# [ 2013 ] Maui



## linsj (Oct 13, 2013)

Realistically, do you get many Maui timeshares for exchanges?


----------



## oceanvps (Oct 13, 2013)

I got one this april past, i think we started searching 3 weeks out and got WKORV 2 bedroom for Worldmark points...... this exchange might have used up all the good karma owed to me for a very long time.  i guess it was easier because it was april and not february or march as well. 

I'm trying for an exchange for Feb 2014 using all my powers so we'll see.


----------



## oceanvps (Oct 16, 2013)

whoops sorry didn't realize this was dae specific...... igmore my previous message


----------



## silentg (Mar 28, 2015)

I have an OGS for Maui for June 2016 with DAE do you think our chances are good? We already have a week exchange with another TUG member and are trying to get another week to go a longer time.  We will be going regardless but fingers are crossed!
TerryC


----------



## eschjw (Mar 30, 2015)

*DAE and Maui*

I think your chances are good, if you can take the week before or after, and you don't need a two bedroom.
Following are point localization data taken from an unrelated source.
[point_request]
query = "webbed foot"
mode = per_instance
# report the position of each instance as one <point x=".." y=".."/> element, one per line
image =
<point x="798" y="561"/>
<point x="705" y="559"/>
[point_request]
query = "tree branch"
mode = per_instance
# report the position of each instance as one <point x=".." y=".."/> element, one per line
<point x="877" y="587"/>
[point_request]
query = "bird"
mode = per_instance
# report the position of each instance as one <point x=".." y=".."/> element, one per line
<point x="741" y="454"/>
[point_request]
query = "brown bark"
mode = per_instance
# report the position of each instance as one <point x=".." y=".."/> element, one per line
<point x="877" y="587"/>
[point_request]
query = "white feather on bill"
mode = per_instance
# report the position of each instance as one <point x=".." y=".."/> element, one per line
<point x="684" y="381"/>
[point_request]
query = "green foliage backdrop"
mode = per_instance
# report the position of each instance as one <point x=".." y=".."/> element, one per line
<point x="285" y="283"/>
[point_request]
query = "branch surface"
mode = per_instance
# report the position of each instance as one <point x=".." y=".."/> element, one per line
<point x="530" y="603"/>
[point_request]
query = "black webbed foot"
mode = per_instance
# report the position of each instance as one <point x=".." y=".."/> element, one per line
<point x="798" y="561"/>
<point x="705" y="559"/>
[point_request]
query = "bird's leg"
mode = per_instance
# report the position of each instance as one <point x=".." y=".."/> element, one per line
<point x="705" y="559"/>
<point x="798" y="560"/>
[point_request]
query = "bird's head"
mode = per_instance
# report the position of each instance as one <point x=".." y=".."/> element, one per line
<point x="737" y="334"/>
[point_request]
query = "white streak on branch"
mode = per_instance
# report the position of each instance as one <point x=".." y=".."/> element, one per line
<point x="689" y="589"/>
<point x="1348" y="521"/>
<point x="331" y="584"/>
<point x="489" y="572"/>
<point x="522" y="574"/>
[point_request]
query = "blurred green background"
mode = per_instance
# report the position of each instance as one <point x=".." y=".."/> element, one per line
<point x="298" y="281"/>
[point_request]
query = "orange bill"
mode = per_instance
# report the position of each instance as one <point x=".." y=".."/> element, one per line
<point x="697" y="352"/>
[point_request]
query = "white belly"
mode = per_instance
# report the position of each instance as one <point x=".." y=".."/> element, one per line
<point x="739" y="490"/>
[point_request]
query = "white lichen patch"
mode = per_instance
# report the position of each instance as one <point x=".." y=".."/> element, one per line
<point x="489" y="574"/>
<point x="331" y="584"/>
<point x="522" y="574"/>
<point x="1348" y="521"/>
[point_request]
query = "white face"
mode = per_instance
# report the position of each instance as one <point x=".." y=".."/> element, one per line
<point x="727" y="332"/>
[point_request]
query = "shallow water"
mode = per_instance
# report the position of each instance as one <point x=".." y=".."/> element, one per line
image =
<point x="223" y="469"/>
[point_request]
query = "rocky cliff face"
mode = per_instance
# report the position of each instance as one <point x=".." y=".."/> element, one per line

Several resorts do show up for Maui online, but most of them are already taken by an OGS so they post as sold. Those that do hit the DAE online site as available rarely last past the Gold Advantage waiting period. Ka'anapali Beach Club seems to be available with some regularity. If you are a Gold Advantage member, your OGS would go to the front of the line.

I am a Gold Advantage member and a few months ago I found a Westin Ka'anapali Beach online for September 2015 and put it on hold for my nephew. It was for his honeymoon, but he could not use it.


----------